Bjornsson certainly qualifies as a figurative Mountain. He checks in at 6-feet-9-inches and 400 pounds. But he is far from the merciless monster he depicts on television. A scene in which he crushed a foe’s skull with his bare hands “actually made my heart hurt,” he said in 2014.

The World’s Strongest competition will be shown in the United States on CBS beginning in June.

Among the events Bjornsson contested this year were the Car Deadlift, the Truck Pull and a grueling Loading Race in which he hauled anchors, anvils and other heavy objects.

After the victory, Bjornsson posted a photograph of himself lifting the trophy on his Instagram account, adding “Want to thank all of my family, friends and fans for supporting me along the way.”
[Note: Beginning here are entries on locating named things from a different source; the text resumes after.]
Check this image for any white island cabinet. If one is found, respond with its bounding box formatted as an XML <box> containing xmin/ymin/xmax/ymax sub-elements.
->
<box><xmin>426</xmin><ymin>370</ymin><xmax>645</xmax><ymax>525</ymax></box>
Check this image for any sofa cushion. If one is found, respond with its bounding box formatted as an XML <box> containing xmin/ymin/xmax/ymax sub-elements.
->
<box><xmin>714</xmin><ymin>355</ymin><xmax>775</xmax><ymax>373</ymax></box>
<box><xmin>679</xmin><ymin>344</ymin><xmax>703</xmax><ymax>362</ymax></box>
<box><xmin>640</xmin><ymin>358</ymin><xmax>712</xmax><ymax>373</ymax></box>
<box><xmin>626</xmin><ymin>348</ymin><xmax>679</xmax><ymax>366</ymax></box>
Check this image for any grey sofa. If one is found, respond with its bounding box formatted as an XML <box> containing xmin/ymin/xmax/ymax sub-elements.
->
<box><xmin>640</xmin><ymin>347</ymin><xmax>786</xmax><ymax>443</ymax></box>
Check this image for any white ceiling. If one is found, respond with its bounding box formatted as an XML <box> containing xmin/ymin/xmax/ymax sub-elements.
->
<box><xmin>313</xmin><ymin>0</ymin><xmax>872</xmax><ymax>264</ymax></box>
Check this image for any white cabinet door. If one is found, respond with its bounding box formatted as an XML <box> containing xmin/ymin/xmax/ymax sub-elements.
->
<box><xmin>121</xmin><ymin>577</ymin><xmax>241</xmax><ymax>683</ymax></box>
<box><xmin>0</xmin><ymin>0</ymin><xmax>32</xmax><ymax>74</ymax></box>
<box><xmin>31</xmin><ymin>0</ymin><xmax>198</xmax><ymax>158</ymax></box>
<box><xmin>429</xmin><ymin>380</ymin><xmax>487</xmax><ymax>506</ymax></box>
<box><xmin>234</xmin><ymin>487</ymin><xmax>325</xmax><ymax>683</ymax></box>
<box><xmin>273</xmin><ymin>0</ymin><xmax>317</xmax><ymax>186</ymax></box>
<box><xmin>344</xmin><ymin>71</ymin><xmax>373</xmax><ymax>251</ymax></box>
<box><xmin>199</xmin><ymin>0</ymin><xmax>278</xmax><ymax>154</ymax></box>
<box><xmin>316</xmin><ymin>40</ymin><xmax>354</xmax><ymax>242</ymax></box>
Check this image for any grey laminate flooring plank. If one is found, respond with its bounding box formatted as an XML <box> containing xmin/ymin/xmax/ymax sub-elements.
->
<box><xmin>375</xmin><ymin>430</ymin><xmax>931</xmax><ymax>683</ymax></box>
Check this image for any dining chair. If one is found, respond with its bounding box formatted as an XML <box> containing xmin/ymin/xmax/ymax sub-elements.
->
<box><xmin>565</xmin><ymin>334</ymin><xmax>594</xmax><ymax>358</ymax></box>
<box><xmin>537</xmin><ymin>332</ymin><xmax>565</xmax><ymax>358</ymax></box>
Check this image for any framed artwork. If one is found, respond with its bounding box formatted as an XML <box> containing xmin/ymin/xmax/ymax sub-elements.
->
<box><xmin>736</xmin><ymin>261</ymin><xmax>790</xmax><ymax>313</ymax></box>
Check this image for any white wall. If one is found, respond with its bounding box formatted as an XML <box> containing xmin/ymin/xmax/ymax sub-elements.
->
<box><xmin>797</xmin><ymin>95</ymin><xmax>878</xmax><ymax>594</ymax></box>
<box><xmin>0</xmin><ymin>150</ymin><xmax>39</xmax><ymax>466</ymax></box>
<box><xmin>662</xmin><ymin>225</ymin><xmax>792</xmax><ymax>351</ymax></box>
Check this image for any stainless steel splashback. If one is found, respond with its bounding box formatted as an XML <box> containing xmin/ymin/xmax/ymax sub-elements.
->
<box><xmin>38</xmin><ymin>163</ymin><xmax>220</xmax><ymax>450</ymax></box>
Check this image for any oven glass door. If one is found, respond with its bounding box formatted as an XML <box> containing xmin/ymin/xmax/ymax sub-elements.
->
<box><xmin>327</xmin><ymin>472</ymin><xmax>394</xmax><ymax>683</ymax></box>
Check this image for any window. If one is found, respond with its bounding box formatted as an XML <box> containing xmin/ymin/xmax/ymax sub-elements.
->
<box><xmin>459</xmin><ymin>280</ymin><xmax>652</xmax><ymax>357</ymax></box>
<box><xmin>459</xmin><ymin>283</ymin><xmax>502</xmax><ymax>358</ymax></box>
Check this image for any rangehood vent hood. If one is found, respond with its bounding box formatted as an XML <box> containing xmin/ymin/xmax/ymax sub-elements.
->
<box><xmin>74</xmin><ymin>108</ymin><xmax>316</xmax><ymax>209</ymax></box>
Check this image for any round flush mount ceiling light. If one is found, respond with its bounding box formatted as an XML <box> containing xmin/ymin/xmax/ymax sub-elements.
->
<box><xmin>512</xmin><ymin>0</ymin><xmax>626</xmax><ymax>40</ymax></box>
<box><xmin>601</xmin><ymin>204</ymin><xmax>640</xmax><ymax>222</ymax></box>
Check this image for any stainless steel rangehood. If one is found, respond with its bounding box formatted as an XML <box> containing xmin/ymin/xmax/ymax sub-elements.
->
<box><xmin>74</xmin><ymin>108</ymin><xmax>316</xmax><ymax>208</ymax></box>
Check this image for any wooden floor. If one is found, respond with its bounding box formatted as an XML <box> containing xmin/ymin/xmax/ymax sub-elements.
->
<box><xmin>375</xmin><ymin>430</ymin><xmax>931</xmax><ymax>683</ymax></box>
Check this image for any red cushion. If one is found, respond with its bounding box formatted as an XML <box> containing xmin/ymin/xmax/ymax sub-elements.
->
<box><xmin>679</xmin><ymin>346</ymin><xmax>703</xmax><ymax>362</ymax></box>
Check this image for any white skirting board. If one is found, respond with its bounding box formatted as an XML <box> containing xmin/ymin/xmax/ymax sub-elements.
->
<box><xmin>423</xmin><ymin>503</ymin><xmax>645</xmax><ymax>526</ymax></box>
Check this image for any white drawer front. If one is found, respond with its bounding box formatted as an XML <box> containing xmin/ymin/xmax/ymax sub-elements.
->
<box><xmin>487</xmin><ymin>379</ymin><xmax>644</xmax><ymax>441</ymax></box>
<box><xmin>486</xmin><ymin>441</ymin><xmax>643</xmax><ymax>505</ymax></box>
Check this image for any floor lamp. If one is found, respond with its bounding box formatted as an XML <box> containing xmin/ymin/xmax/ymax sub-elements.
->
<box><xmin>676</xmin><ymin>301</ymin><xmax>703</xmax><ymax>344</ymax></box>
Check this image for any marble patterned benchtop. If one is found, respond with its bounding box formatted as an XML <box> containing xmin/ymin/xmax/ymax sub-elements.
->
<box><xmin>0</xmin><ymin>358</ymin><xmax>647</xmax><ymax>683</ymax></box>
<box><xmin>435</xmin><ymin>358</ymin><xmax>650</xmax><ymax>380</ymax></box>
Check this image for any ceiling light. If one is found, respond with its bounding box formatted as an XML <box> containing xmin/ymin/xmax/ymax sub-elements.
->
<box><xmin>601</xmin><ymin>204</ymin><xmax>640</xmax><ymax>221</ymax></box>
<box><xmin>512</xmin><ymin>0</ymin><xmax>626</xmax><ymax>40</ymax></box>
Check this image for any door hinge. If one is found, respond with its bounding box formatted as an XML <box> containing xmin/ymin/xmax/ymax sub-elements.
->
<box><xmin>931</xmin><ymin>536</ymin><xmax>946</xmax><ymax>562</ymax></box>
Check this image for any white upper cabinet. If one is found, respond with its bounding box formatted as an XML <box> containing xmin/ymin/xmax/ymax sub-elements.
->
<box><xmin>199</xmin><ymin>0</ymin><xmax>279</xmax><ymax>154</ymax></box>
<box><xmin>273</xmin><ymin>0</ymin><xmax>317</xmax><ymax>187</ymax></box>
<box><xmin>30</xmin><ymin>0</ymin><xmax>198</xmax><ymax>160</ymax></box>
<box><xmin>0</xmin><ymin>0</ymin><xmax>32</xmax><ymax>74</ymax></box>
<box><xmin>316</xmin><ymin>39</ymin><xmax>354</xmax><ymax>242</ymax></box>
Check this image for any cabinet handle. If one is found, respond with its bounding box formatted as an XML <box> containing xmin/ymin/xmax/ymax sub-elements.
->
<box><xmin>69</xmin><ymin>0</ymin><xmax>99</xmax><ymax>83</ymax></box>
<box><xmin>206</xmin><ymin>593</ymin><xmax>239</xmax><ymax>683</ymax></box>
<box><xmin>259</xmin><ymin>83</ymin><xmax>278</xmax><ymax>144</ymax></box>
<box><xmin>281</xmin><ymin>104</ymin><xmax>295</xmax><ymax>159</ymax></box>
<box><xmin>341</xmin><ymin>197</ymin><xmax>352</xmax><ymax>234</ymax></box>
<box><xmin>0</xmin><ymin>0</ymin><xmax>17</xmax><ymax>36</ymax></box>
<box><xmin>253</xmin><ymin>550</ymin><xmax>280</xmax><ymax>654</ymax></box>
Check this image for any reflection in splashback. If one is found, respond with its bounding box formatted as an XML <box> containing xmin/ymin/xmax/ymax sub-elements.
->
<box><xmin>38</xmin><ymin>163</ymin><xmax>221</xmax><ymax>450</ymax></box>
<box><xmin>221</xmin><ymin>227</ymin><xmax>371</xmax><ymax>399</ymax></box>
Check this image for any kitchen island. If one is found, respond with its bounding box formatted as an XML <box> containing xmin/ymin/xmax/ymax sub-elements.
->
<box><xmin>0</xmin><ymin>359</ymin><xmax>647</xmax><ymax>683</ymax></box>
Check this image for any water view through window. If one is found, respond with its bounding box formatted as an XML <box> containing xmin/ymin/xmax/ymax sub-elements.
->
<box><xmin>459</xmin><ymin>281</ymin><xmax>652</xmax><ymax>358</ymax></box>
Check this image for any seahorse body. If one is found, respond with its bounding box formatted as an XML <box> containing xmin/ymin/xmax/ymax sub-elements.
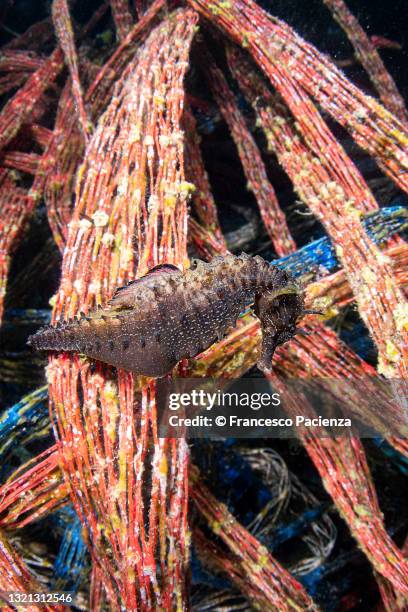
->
<box><xmin>28</xmin><ymin>254</ymin><xmax>304</xmax><ymax>377</ymax></box>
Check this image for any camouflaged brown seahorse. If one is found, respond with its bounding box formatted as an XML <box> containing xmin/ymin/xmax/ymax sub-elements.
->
<box><xmin>28</xmin><ymin>254</ymin><xmax>306</xmax><ymax>377</ymax></box>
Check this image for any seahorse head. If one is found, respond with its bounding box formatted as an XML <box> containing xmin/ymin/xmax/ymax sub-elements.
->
<box><xmin>254</xmin><ymin>283</ymin><xmax>305</xmax><ymax>373</ymax></box>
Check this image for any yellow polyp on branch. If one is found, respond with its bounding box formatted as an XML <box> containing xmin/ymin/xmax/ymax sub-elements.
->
<box><xmin>46</xmin><ymin>10</ymin><xmax>197</xmax><ymax>610</ymax></box>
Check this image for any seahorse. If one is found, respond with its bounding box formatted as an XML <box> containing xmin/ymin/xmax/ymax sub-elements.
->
<box><xmin>28</xmin><ymin>253</ymin><xmax>311</xmax><ymax>378</ymax></box>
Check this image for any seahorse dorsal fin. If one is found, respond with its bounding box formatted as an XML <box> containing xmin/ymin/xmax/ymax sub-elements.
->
<box><xmin>108</xmin><ymin>264</ymin><xmax>182</xmax><ymax>308</ymax></box>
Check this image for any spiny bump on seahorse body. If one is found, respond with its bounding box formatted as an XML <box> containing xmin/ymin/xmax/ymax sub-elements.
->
<box><xmin>29</xmin><ymin>253</ymin><xmax>304</xmax><ymax>377</ymax></box>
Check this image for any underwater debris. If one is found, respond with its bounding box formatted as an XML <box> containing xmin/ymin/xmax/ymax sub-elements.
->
<box><xmin>0</xmin><ymin>0</ymin><xmax>408</xmax><ymax>610</ymax></box>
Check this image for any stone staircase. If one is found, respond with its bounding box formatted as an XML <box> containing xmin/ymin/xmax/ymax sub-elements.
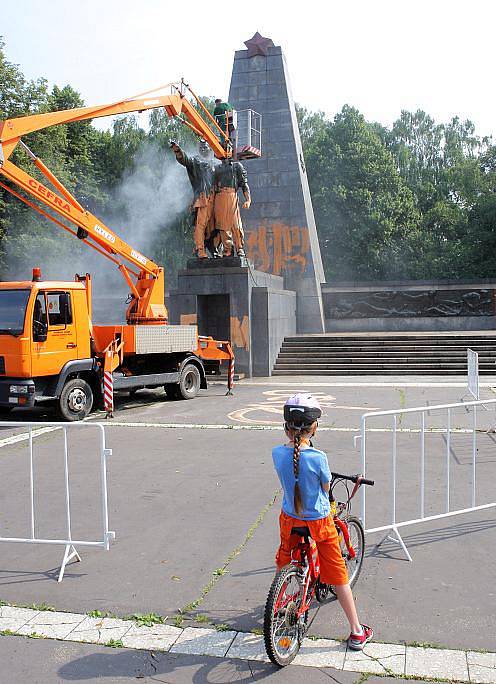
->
<box><xmin>273</xmin><ymin>331</ymin><xmax>496</xmax><ymax>375</ymax></box>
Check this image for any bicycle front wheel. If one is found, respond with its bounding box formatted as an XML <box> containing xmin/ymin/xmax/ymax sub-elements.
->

The World’s Strongest Man was originally a made-for-TV American-based event in the 1970s, held at Universal Studios in California. The first year included another strongman turned actor, Lou Ferrigno, who played the Incredible Hulk on TV. Ferrigno placed fourth.

The event expanded internationally after a few years and is now respected and established with a dedicated core of fans.

Iceland did well in the competition in the 1980s and ’90s: the musclemen Jon Pall Sigmarsson and Magnus ver Magnusson won 8 contests in 11 years. But no Icelander had won since 1996, until Sunday.

Bjornsson had missed out on last year’s title when one of his lifts in the Viking Press competition was disallowed. “It’s frustrating when something is taken that you’ve worked hard for,” he said.

But he had vowed to be back this year to finally claim the title. “I could not stop, I would regret it forever,” he said. “I am 28 years old today and am improving with each year.”